Na mesma linha da postura adotada pelo governo estadual, de reduzir os gastos com a máquina pública, o Ministério Público de Pernambuco (MPPE) também lança mão do seu Plano de Contingenciamento de Despesas. O comitê foi criado pela portaria 661/2015, publicada no Diário Oficial do dia 28, e assinada pelo procurador-geral Carlos Augusto Arruda Guerra de Holanda. Os cortes, porém, vem à tona um mês depois de o órgão elevar para R$ 30 mil o subsídio dos procuradores de Justiça, teto salarial do MPPE, sob argumento de efeito cascata provocado pelo aumento salarial ocorrido na cúpula do serviço público.

Para acompanhar e avaliar as medidas adotadas, um Comitê de Contingenciamento de Despesas também foi instalado, que tem a liderança da subprocuradora-geral em Assuntos Administrativos, Laís Teixeira. Ontem, a assessoria do MPPE informou que as explicações sobre os cortes só serão detalhados na segunda-feira (6), por meio do comitê de contingenciamento.

Duas considerações principais levaram o MPPE a adotar tal medida, segundo o texto da portaria. A primeira é a "projeção econômica e financeira que aponta para um cenário nacional restritivo". A segunda é o cenário fiscal "adverso" no âmbito da administração estadual, que impactou diretamente no orçamento do MPPE.

Não há planos, por enquanto, de cortar os gastos com comissionados. De imediato, a portaria determina, por exemplo, redução na despesa com passagens aéreas e diárias, suspensão do aumento do quadro de estagiários, revisão do contrato de locação de mão de obra e suspensão do aditamento de contratos que importe em aumento de despesas.
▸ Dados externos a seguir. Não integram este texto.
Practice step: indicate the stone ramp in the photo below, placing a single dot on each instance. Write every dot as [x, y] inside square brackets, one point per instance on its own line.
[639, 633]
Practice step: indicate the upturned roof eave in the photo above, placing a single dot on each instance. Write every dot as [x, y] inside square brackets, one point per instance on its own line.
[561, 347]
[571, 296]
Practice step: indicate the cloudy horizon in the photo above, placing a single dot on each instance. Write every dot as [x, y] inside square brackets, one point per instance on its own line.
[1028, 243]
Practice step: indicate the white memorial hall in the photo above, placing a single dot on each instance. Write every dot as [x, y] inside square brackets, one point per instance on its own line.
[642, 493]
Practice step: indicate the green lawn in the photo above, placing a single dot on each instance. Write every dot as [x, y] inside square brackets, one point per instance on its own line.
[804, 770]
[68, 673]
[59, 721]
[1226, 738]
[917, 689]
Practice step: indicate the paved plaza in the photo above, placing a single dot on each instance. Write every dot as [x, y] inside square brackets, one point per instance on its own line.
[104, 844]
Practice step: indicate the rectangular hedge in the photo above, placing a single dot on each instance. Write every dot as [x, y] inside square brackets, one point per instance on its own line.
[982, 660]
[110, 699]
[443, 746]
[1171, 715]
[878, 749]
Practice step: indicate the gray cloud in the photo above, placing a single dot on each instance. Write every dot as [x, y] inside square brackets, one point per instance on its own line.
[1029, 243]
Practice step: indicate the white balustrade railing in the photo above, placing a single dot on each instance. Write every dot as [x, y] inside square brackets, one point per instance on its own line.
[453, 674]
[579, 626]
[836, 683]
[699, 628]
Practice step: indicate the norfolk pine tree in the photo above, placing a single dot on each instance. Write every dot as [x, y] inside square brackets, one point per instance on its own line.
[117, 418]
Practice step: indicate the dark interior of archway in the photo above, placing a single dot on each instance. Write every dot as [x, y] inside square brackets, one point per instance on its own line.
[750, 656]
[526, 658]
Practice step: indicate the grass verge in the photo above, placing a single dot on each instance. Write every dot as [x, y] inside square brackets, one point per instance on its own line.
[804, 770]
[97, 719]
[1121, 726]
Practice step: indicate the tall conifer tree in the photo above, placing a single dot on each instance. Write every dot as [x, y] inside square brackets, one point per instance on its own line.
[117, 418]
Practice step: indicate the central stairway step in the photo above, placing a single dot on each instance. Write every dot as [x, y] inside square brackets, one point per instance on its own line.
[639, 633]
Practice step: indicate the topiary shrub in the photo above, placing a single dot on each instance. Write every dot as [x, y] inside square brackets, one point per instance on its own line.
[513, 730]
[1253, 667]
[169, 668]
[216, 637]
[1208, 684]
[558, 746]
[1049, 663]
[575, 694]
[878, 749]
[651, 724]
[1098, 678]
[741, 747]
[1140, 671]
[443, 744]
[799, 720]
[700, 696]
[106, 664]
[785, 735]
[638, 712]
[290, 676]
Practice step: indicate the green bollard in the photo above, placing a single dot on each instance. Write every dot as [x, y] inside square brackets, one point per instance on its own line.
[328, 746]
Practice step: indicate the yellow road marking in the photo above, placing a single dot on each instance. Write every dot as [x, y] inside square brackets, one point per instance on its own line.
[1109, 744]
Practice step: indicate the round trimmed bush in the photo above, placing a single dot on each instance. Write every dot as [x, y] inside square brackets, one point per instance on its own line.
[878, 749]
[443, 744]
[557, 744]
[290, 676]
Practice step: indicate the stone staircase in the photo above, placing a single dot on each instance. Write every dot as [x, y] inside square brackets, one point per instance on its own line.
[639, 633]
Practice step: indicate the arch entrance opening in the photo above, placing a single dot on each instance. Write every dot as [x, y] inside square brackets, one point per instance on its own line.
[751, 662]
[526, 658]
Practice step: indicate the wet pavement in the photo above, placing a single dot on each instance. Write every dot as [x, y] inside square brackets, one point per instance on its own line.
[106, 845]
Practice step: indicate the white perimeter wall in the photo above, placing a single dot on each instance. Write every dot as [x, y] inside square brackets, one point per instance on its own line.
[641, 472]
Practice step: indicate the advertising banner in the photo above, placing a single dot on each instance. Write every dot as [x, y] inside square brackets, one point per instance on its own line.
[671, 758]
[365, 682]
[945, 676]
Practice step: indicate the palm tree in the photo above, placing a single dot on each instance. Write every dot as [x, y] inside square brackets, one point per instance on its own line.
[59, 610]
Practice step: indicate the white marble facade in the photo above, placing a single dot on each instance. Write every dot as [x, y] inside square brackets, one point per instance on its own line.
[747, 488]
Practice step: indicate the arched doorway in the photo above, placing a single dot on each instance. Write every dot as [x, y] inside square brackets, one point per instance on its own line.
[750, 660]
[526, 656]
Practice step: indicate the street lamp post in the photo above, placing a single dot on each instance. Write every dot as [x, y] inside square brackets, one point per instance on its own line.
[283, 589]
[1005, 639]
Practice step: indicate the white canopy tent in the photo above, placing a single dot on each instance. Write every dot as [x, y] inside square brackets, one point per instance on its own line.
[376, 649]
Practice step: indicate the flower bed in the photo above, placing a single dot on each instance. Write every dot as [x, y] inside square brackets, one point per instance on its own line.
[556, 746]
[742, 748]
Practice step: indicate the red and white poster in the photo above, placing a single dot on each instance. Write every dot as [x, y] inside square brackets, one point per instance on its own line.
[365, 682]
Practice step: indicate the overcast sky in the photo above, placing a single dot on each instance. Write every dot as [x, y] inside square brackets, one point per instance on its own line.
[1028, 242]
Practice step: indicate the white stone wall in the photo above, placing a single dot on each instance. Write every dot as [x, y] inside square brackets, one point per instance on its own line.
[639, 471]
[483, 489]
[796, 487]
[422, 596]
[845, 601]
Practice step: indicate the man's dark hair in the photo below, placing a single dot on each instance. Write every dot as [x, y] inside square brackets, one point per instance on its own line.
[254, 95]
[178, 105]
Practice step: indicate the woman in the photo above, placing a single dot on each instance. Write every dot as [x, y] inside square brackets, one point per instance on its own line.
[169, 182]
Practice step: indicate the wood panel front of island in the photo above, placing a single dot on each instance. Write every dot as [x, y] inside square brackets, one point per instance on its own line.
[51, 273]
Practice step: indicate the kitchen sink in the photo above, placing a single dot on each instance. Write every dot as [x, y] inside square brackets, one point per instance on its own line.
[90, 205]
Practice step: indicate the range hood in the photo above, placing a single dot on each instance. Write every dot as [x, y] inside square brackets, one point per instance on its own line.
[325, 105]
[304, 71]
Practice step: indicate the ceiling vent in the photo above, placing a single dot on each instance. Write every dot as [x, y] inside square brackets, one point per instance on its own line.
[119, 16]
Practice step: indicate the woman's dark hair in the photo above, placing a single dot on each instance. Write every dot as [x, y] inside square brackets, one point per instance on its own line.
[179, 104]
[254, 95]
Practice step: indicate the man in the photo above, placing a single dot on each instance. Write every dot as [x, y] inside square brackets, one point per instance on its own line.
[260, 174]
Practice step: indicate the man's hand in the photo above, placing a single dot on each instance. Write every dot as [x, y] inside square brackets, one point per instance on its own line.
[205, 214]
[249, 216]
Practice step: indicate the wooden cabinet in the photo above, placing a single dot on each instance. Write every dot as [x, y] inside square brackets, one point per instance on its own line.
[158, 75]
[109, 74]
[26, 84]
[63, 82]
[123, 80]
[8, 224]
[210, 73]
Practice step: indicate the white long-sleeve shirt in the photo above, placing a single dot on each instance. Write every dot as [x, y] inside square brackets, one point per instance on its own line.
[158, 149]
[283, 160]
O corte também atinge despesas de custeio, com redução em 10% no gasto com combustível, contingenciamento na concessão de materiais de almoxarifado, redução das despesas com buffet, consultoria técnica e consumo de energia elétrica e telefonia.

A portaria determina, ainda, que os gestores das áreas executoras de despesas que elaborem e encaminhem ao Comitê de Contingenciamento sugestões de novos cortes. O prazo para isso é de no máximo 15 dias.